What Is a Story Point?
This often-asked question is really a trick—it doesn’t have an answer, and more importantly, that doesn’t matter! To see why, let’s look at a more common unit of measure: the inch. While you probably don’t know what it is, it would not surprise you that “inch” has a formal definition, an international standard. The international standard for an inch is exactly 0.0254 meters, which of course raises the question, what is the international standard definition of a meter? A meter is the length of the path travelled by light in a vacuum in 1/299792458 seconds. Now you know!
But when you use inches for practical purposes, the definition of an inch doesn’t usually matter. If I need to cut 10 pieces of wood that are each 5 inches long together with 4 pieces of wood that are each 11 inches long, an 8-foot-long board (96 total inches) is just about right, especially if my saw is sharp enough to make clean cuts.
Likewise, story points can be used to measure the total size of items on an agile backlog. Like the example of cutting wood, we do not need to answer the question, “what is a story point” to do that. A story assigned 5 story points is a smaller than one assigned 11 story points.

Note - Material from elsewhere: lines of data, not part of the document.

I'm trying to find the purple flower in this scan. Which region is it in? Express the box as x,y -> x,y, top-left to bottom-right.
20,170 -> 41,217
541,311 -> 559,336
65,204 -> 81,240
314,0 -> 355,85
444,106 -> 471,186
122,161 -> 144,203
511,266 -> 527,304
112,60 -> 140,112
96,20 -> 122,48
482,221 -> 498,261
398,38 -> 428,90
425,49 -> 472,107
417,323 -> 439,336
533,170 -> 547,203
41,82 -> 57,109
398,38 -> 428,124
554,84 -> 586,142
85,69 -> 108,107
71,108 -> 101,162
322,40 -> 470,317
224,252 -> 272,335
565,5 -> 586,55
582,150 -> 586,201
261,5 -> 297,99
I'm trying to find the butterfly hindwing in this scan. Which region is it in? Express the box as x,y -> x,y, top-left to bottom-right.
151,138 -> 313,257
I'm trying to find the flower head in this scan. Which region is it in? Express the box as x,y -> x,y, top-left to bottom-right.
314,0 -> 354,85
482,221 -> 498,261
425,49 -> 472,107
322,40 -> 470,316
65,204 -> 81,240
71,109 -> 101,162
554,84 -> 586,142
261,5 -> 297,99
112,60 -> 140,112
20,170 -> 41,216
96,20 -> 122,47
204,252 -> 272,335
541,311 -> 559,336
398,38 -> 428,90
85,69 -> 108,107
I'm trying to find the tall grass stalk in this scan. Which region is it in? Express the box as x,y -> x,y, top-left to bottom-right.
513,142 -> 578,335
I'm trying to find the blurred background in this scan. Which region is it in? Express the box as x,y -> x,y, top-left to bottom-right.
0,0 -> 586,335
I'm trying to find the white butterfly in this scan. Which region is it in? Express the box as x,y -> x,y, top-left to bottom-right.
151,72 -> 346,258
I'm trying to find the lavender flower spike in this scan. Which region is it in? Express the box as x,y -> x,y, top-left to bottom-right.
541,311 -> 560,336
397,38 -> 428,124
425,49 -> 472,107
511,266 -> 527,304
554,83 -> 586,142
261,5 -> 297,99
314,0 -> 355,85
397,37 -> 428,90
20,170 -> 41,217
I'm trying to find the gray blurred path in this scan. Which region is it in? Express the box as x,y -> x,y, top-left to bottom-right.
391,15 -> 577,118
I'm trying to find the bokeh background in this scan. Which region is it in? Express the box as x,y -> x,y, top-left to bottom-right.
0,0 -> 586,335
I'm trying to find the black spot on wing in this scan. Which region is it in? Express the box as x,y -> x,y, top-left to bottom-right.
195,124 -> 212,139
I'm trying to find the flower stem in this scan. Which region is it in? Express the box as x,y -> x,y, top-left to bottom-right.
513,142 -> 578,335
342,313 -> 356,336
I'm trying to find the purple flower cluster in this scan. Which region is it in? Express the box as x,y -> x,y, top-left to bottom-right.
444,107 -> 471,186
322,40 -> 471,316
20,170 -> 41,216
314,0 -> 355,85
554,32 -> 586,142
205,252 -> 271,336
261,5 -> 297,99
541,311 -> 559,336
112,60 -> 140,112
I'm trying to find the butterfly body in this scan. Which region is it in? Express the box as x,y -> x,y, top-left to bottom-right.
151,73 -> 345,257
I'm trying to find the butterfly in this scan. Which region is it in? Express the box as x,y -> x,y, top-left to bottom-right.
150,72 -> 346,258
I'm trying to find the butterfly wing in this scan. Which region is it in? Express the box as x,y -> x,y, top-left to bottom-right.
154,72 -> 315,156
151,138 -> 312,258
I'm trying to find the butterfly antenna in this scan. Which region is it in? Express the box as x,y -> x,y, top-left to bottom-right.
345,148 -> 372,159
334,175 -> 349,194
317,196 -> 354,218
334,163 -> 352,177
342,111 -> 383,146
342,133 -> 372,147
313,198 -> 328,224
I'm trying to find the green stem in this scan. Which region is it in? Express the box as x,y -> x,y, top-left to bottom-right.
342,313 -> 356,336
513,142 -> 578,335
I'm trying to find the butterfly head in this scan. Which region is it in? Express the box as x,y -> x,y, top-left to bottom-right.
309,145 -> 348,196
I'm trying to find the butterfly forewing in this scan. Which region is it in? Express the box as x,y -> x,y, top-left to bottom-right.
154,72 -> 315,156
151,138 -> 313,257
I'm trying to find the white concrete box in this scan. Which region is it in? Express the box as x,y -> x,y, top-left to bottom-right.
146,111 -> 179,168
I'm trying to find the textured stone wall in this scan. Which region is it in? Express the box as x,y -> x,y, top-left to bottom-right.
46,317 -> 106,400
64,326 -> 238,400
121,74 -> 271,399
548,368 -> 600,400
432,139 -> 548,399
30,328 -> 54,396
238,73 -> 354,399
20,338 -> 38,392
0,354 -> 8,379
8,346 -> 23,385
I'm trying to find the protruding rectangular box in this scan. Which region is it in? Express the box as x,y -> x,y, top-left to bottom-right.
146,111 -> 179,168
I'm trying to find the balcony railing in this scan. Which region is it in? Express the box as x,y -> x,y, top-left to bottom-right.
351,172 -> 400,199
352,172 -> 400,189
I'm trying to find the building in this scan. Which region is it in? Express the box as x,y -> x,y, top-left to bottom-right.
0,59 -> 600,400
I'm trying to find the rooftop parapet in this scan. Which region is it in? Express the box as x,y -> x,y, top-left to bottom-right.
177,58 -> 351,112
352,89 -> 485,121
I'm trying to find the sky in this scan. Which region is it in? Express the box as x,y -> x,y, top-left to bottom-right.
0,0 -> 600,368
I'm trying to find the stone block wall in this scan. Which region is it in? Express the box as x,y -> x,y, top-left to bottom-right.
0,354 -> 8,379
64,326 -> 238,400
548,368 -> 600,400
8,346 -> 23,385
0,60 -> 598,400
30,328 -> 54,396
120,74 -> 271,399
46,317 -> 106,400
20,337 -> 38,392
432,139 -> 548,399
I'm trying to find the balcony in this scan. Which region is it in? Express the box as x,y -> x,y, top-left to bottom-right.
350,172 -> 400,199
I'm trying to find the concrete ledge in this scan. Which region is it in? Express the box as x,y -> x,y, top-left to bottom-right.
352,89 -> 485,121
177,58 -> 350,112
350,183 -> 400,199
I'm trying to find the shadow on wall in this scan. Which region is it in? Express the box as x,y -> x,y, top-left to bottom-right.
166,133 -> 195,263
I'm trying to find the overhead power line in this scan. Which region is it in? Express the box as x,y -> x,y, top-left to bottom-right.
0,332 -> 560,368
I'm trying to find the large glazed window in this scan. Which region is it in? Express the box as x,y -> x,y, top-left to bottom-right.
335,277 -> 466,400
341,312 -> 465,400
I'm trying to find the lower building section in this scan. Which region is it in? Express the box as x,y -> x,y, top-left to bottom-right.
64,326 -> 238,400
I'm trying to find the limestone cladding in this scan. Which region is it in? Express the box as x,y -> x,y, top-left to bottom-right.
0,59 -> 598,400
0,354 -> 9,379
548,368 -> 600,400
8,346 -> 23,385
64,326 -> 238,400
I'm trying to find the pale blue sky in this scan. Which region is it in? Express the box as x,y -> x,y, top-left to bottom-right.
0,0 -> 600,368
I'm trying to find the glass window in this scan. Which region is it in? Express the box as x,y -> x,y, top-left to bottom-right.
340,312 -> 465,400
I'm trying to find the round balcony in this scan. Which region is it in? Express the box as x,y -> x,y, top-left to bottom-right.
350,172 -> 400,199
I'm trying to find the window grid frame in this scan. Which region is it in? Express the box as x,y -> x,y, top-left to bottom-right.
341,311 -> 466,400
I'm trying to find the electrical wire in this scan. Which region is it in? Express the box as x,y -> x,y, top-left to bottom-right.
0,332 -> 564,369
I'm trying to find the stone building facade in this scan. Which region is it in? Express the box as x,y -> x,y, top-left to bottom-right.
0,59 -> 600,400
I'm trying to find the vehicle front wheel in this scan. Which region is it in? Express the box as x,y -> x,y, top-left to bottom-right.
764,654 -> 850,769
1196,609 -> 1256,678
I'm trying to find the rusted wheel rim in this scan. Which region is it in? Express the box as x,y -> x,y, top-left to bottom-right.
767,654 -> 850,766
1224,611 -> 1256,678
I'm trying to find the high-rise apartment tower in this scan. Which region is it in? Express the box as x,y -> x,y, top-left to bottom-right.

If I have a 96 Story Point epic, when I break it down to individual stories, I may end up with 10 small stories that are 5 Story Points each and 4 larger stories that are 11 story points each.
However, unlike measuring length in inches, there is no international standard to tell us how many story points to assign to any particular item. One team may assign a particular story 5 story points, and thus another comparable story also 5 story points, while assigning a third, larger story 11 story points. Another team, though, may assign exactly the same stories as 3, 3, and 7 story points. Both teams rate the first two stories the same as each other, while the third story is larger. The two teams agree on the relative size, but not how it’s quantitatively measured. Many authors have explained why, when using story points for iteration planning on a particular project, this idea of relative measurement is enough. The only consistency that’s needed for that purpose is within the team and the project. The members of the Agile Round Table found that some agile teams resented being asked to be consistent with other teams, wrongly (in our opinion) saying this goes against the agile principle that teams are self-governing.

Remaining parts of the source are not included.